Главной идеей архимандрита Илариона в церковной публицистике была идея Церкви, которую он формулировал исчерпывающе ясно: «Без Церкви нет спасения». Подобно многим своим собратьям, он обличал русскую интеллигенцию, которая «стала и нерелигиозна, и ненациональна». «Может быть, самое печальное в наше время есть именно подделка Христа и Церкви, – писал он. – На христианство смотрят не как на новую жизнь спасенного человечества, объединенного в Церкви, а только как на сумму некоторых теоретических и моральных положений. Слишком много и часто стали теперь говорить о христианском учении и забывать стали про церковную жизнь… Без Церкви, без церковной жизни в ничто разрешается самое христианство, и чтением литературных памятников умершей жизни заменить нельзя» (см.: 62, с. 15–18).
Высокий и стройный, с ясным и прекрасным взглядом голубых глаз (он был немного близорук, но никогда не пользовался очками), всегда смотревший уверенно и прямо, с высоким лбом и волосами, которых он никогда не завивал (в отличие от многих), с небольшой окладистой русой бородой, он производил обаятельное впечатление.
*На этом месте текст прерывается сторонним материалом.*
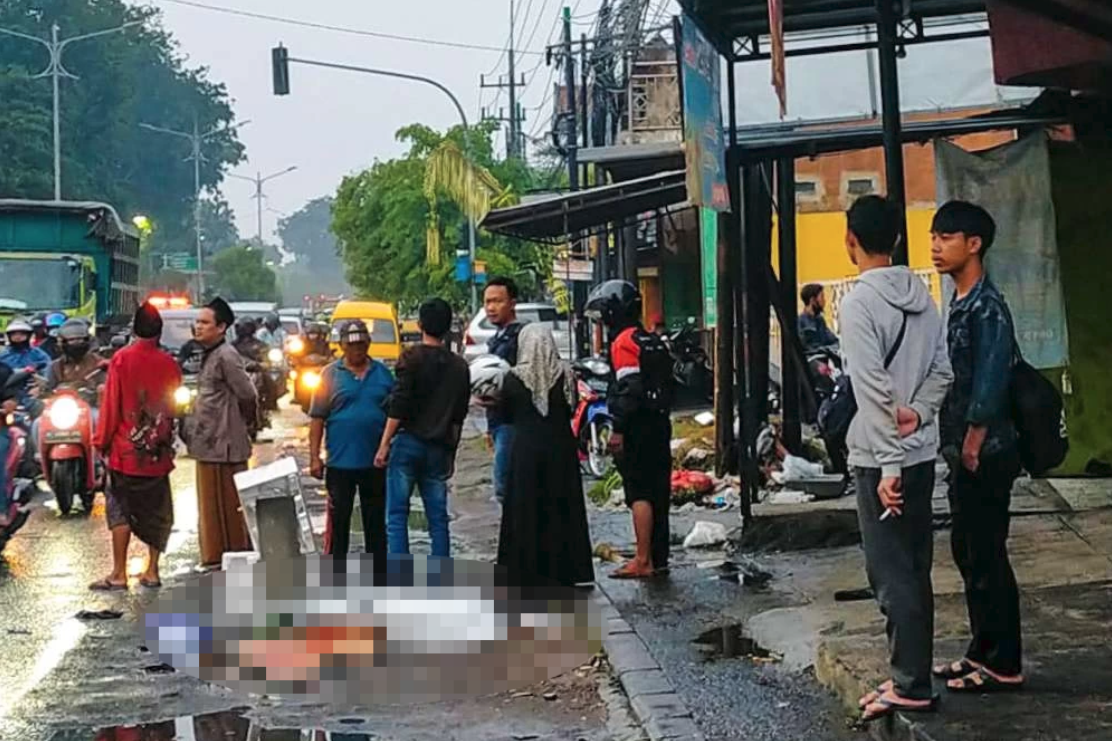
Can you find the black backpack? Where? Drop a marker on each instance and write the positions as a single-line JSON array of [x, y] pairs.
[[656, 371], [1040, 418], [837, 409]]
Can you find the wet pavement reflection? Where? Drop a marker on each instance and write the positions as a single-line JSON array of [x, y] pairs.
[[229, 725]]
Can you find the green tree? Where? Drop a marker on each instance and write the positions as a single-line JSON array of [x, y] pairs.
[[381, 214], [240, 274], [137, 76]]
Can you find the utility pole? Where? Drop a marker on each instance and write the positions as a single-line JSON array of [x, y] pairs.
[[514, 136], [56, 48], [280, 60], [259, 180], [196, 140]]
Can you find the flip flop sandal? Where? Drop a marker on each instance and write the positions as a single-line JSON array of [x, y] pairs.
[[875, 694], [981, 682], [105, 585], [891, 707], [955, 670]]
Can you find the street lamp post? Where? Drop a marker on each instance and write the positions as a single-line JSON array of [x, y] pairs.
[[259, 180], [196, 139], [417, 78], [56, 48]]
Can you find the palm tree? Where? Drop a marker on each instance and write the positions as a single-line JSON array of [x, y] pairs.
[[472, 187]]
Нельзя было не любоваться этим чисто русским человеком, богатырем с чистой, благородной душой и глубоким интеллектуалом. В отличие от иных профессоров о нем никогда не ходило никаких сплетен. Особенно он привлекал молодежь прямотой и решительностью в отстаивании убеждений, своей бодростью и жизнерадостностью, неожиданными у монаха.
Богослужение архимандрит Иларион совершал величественно и красиво, его мягкий, но сильный баритон пленял и в пении, и в чтении. По воспоминаниям современника, «было нечто возвышенное, легкое и прекрасное в его чтении Евангелия, произнесении возгласов и молитв звучным и раскатистым голосом, властно заполнявшим все пространство обширного академического храма… В его служении замечалась некая восторженность, вполне искренняя, чуждая малейшей тени театральности, увлекавшая молодежь и запомнившаяся мне на всю жизнь. Он отдавался богослужению всей душой, всем существом своим как главному делу своей жизни» (35, с. 120).
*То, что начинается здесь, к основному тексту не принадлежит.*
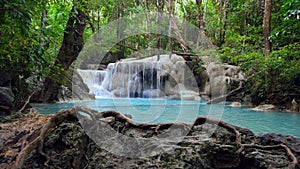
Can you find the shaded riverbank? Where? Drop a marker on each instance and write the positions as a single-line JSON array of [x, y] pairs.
[[59, 140]]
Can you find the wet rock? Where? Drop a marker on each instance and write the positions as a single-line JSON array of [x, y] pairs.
[[6, 101], [265, 107], [235, 104], [63, 143]]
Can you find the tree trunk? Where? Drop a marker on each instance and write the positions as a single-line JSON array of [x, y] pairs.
[[71, 46], [267, 27], [200, 15]]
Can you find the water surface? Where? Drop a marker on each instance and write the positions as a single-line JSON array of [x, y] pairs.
[[160, 110]]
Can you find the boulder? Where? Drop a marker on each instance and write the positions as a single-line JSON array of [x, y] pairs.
[[63, 143], [265, 107], [6, 101]]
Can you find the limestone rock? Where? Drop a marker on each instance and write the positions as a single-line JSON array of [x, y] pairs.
[[265, 107], [6, 101], [68, 146]]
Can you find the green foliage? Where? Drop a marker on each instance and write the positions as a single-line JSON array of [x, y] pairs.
[[274, 79]]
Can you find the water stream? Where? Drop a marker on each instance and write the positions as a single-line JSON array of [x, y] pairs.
[[161, 110]]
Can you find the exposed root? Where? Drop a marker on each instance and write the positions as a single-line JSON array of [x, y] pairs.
[[111, 116], [231, 93], [25, 104], [203, 120], [39, 141]]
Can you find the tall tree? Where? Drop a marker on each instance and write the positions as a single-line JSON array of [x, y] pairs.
[[71, 46], [267, 26]]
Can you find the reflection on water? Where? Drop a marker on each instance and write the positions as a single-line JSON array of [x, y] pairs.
[[159, 110]]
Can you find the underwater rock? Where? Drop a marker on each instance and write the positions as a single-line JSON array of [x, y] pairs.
[[6, 101], [63, 143], [235, 104], [265, 107]]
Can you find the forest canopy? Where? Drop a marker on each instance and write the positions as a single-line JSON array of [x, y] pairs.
[[260, 36]]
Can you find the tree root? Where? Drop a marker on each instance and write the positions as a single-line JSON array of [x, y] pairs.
[[231, 93], [111, 116], [39, 141]]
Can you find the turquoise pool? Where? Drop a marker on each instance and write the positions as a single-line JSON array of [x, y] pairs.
[[160, 110]]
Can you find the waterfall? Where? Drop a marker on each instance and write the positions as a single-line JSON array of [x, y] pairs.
[[94, 79], [143, 78]]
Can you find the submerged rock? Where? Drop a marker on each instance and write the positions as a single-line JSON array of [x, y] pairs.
[[63, 143], [235, 104], [265, 107]]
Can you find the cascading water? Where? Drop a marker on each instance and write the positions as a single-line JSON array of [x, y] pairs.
[[143, 78]]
В то же время в житейском плане молодой монах оказался человеком «не от мира сего», он не умел да и не хотел заботиться о себе. Эти обязанности были возложены на келейника Ваську, его ровесника и односельчанина, не имевшего ни профессии, ни образования и прибившегося к Илариону. Тот взял его из жалости в услужение. Васька служил преданно, заменяя ученому монаху заботливую няньку впрочем, это не мешало ему нещадно обкрадывать Илариона, который не вникал в хозяйственные дела. Добрый до самозабвения Иларион прощал Ваську, терпел его пьянство и сквернословие, хотя это бросало тень на его чистое имя.